The psychology of human misjudgment

Charlie Munger gave a speech in 1995 about the most common biases, called “The psychology of human misjudgment“.

These things influence people beliefs and decisions:

Behavior and beliefs

  • Incentives. Incentives have a huge influence on people.
  • Consistency. People tend to stay consistent with their previous actions, even in face of evidence of being wrong.
  • Curiosity. People tend to be curious in various ways.
  • Wish. People tend to believe what they want to be true.
  • Lollapalooza. Extreme behavior that results from the conjunction of several other tendencies.

Relation to others

  • Like and dislike.
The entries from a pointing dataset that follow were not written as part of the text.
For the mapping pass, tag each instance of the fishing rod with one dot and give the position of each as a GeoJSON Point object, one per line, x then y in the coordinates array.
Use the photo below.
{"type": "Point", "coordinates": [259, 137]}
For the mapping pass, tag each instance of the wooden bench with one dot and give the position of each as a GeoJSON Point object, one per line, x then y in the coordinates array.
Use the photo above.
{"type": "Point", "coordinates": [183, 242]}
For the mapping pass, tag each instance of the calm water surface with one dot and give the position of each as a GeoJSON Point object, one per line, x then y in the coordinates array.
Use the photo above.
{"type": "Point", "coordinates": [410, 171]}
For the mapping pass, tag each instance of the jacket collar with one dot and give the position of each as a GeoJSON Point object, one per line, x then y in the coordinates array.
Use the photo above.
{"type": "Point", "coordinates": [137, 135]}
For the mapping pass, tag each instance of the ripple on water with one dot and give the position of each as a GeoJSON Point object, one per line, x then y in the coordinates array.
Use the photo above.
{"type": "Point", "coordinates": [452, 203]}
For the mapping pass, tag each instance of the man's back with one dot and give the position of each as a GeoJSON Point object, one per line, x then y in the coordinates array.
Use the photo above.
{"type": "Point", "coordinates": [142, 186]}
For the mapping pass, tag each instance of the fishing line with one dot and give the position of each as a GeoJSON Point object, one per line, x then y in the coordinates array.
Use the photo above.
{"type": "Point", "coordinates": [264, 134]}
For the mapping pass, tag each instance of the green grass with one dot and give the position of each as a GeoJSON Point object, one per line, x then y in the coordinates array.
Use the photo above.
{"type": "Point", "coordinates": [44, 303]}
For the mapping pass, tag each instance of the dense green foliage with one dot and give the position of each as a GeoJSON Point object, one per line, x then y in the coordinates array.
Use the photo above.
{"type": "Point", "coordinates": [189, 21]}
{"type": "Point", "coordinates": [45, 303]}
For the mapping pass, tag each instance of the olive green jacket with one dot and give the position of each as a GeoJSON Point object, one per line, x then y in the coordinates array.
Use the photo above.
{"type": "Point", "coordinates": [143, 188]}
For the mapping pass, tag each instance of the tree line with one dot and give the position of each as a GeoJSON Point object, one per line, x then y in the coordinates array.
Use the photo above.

People tend to see the virtues of people they like and agree with them. And the reverse.
  • Association. People extend the emotion experienced to the context in which they experienced it. They can become hostile to the messenger of bad news.
  • Authority. People tend to obey blindly to authority.
  • Reason. People tend to comply more easily if you tell them why they should, even if the reason is shallow.
  • Herd. People tend to act and think like their peers.
  • Fair. People tend to treat others as they would like to be treated.
  • Reciprocation. People tend to do to others what others do to them.
  • Envy. People tend to be jealous of what others have.

Pain protection

  • Denial. People tend to deny painful facts.
  • Self-serving. People tend to have a higher opinion of themselves and their assets compared to alternatives.

Buying and selling

  • Contrast. People tend to focus on the best offer relative to the most recent they saw, not all the offers there are. They tend to buy an overpriced option after seeing a couple of insanely priced options.
  • Uncertainty. People dislike uncertainty and tend to decide fast.
  • Stress. People under stress will be more influenced by social proof and uncertainty.
  • Loss. People tend to experience more pain from a loss than from a gain of the same thing.

Memory

  • Availability. People tend to put more importance on things that are more vivid in their memory.
  • Use. People tend to lose the skills they don’t use regularly. But fluent skills are lost slower and get back quicker.

Cognitive impairments

  • Drugs. People can make poor decisions when on drugs.
  • Senescence. People tend to have cognitive decline with age.
  • Twaddle. People have the tendency to say stupid things and be incompetent.